Unexpected: Auto rental giant Hertz has announced plans to sell off about one-third of its global electric vehicle fleet and use a portion of the proceeds to purchase vehicles with internal combustion engines to fill the gaps. Hertz announced the strategic move in a recent filing with the US Securities and Exchange Commission, noting the sale would impact multiple makes and models of EVs from its US fleet.
Electrics marked for sale will continue to be eligible for rental during the sales process, the company added.
Hertz believes the move will eliminate a number of lower margin rentals and reduce expenses related to costly collision and damage repairs.
That said, Hertz isn't totally abandoning EVs. The rental agency reiterated plans to continue to improve the profitability of its remaining EV fleet including expanding charging infrastructure and growing relationships with electric vehicle makers in hopes of securing more affordable access to parts and labor.
Hertz said it expects approximately $245 million of incremental net depreciation expense related to the sale.
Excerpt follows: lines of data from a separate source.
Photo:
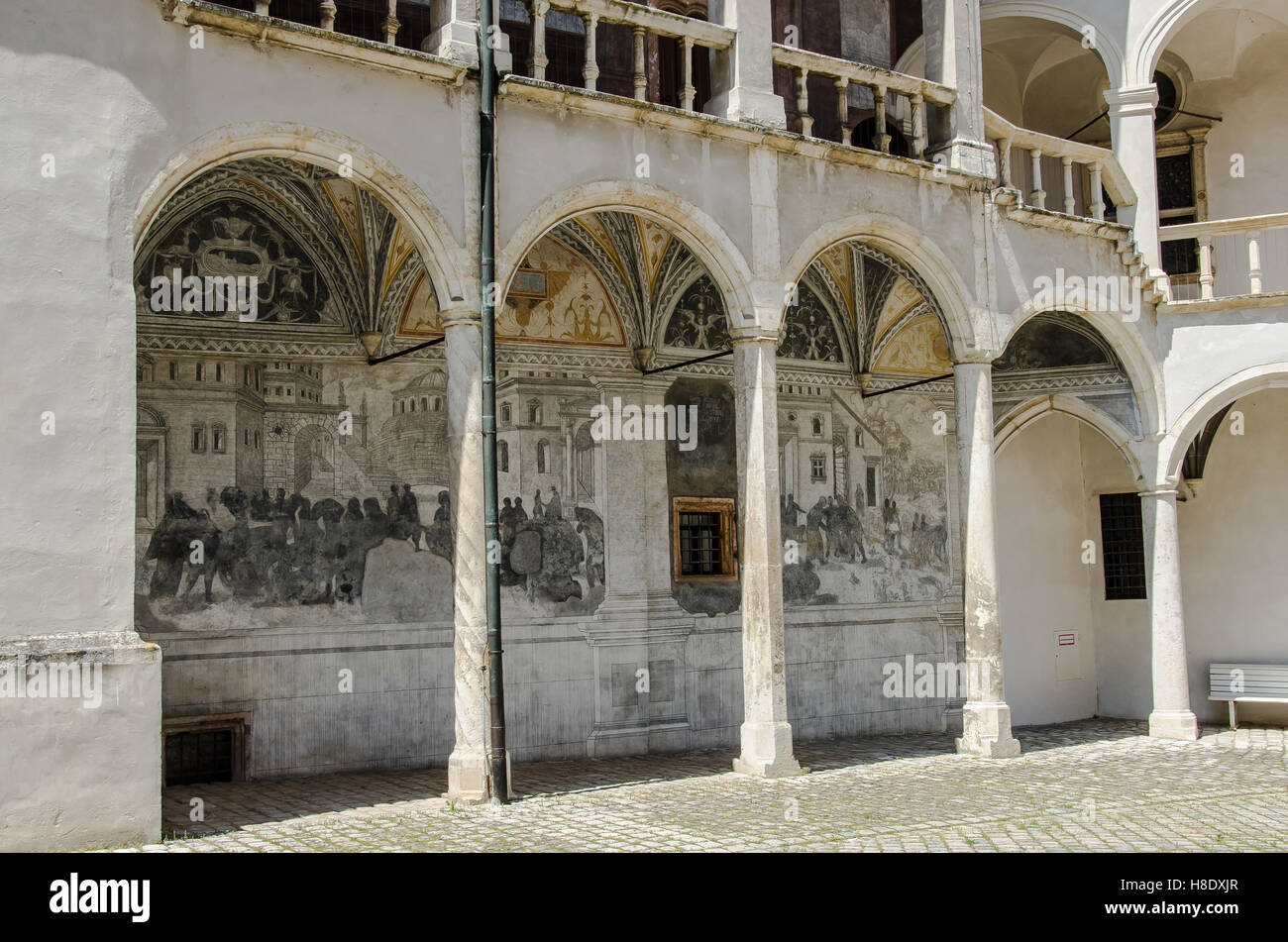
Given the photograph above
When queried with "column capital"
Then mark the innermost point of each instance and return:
(460, 317)
(752, 334)
(1128, 100)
Share value in the company is down 3.8 percent on the news as of this writing.
The fact that Hertz is selling off some of its fleet isn't surprising, but replacing them with ICE vehicles is. The auto industry and associated players have been gung-ho about pushing the electric vehicle initiative for a few years now. To see a company of this size pump the brakes and flip a U-turn wasn't expected.
Now that it has happened, will it set precedent for others to follow suit? It's hard to say. EVs certainly have their advantages but as Hertz has demonstrated, they may not be right for all situations – at least, not yet. Or maybe Hertz just went too heavy, too fast with its EV investment.
On a side note, EVs could benefit greatly from something like a major battery advancement or some other breakthrough that drastically reduces cost and / or improves range, but we're still waiting for it to materialize.